The patients died after being transferred from the Life Esidimeni facility in Johannesburg to numerous non-governmental organisations (NGOs) after the department cancelled its contract as part of cost-cutting measures.
Life Esidimeni looked after about 2 000 patients and got its funding from the department.
Health Minister Aaron Motsoaledi appointed health ombudsman, Malegapuru Makgoba, in September to investigate.
The Sowetan reported on Tuesday that according to a draft report it had seen, 71 patients had died, instead of the 36 initially reported.
According to the draft report's findings, the NGOs at which most of the fatalities occurred were poorly resourced and staff did not have the necessary experience.
There appeared to be evidence of human rights violations and actions which disregarded the Constitution, National Health Act, and the Mental Health Care Act, the report reads. The decision to move the patients was not properly planned.
In the draft report, according to The Sowetan, questions are raised about Mahlangu’s suitability to stay in her job.
DA Gauteng shadow MEC for health, Jack Bloom, said Mahlangu should have resigned or been fired long ago for what he called her “inexcusable neglect”.
“It was abundantly clear from the start that the Health MEC had bungled the transfer of patients which led to avoidable deaths.”

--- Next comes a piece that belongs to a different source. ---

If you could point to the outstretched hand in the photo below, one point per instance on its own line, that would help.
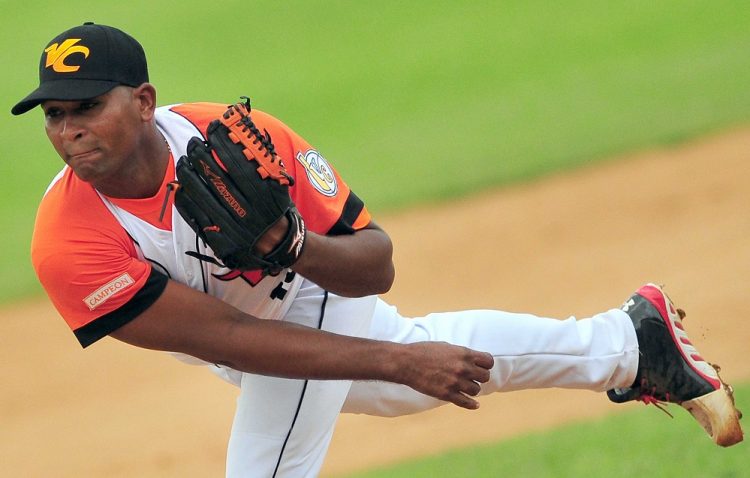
(447, 372)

He hoped action would be taken against implicated parties.
Makgoba on Tuesday said he would not comment on the report until its release on Wednesday.
Makgoba handed a draft interim report to Mahlangu on January 6. She undertook to provide him with feedback by Friday, January 13, he said. That evening, he received a letter from her, asking for an extension. Makgoba granted her one until Tuesday, January 24.
Mahlangu’s spokesperson Steve Mabona declined to comment. The power to hire and fire a premier rested with the provincial premier, he said.